The lugs flow from metal caps that form the top and bottom ends of the watch case. They're well-finished, heavy, and chromed. Where many smartwatches look cheap, these scream "quality."


On the watch face are four capacitive contacts. One controls the backlight, another toggles between date and time, and the final two scroll through steps, calories, time spent walking, and heart rate.

A button on the side handles the menu system for bluetooth pairing and syncing data over Bluetooth. On the opposite side of the case are four contacts for charging and data syncing.

The watch recharges and syncs to a computer using the included charge cable/cradle.
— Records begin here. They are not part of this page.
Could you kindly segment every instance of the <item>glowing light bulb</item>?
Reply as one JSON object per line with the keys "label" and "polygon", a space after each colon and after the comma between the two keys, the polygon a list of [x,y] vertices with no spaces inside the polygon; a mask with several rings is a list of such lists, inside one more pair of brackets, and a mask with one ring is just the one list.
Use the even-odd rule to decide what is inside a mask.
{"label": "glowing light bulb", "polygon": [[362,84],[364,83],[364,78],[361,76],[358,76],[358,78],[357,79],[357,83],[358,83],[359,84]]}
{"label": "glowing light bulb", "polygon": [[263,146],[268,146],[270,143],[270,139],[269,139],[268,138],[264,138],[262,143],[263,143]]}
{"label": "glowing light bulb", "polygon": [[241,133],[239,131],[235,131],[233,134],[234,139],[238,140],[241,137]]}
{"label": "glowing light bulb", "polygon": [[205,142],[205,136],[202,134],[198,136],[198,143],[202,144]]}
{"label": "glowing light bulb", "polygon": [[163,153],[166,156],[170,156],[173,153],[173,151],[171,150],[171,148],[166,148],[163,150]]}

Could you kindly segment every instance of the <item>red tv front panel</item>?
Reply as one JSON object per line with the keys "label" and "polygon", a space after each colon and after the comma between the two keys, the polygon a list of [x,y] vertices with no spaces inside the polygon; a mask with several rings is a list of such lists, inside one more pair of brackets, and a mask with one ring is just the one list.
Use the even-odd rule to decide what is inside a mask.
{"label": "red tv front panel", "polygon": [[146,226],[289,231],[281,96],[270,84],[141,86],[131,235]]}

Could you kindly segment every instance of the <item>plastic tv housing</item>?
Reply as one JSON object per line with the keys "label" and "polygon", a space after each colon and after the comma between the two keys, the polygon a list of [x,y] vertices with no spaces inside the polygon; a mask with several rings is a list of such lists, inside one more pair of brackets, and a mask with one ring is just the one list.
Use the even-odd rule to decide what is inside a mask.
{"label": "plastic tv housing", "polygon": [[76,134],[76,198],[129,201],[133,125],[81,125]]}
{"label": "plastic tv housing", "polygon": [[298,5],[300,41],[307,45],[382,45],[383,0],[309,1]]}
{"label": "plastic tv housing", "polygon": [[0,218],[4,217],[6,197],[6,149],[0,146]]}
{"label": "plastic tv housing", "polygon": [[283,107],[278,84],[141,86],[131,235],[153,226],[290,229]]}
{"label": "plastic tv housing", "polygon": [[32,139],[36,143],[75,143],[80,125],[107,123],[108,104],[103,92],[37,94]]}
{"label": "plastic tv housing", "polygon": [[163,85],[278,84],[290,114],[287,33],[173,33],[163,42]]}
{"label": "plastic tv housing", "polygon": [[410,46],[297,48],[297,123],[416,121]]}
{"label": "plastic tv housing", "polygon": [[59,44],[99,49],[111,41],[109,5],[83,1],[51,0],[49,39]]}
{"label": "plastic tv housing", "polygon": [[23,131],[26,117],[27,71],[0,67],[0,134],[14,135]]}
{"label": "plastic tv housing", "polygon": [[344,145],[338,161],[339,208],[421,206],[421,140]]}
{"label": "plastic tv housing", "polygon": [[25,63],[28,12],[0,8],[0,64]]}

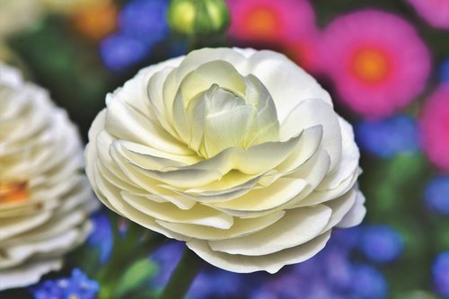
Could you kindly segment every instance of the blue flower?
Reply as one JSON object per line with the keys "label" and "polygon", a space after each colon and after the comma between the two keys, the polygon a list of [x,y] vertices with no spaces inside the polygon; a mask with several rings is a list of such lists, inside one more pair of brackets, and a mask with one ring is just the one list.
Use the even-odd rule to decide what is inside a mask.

It took us a few seconds to figure out how to properly insert the watch, but after having done it once, the process makes sense.


So far, step tracking seems accurate and the data jibes with our Fitbit and Nike+ FuelBand experiences. Sleep tracking performance is harder to discern, however. When we wake during the night, Basis stops and restarts tracking functions, separating sleep periods into different sessions. Other devices with sleep tracking features usually record an entire night's worth of movement until a user presses a button to stop the process.

Basis is smart enough to not require user intervention, but because it automatically logs sleep sessions, we actively need to check a box in the web app view to group nearby sleep events together.


Another sticking point is the watch's screen. With the B1, Basis uses an LCD with lowered backlight levels in an attempt to blend the screen's black level with the surrounding bezel. The solution doesn't work as well as other products. Basis should have used an OLED module, which would have afforded a black background and bright characters. As it is, the display is difficult to read outdoors and off-axis viewing is subpar.

Overall, however, the Basis Health Tracker Watch is a well-made device; that much was apparent the first time we took it out of the the box. In terms of materials and construction, this is the most solid smartwatch we've used to date.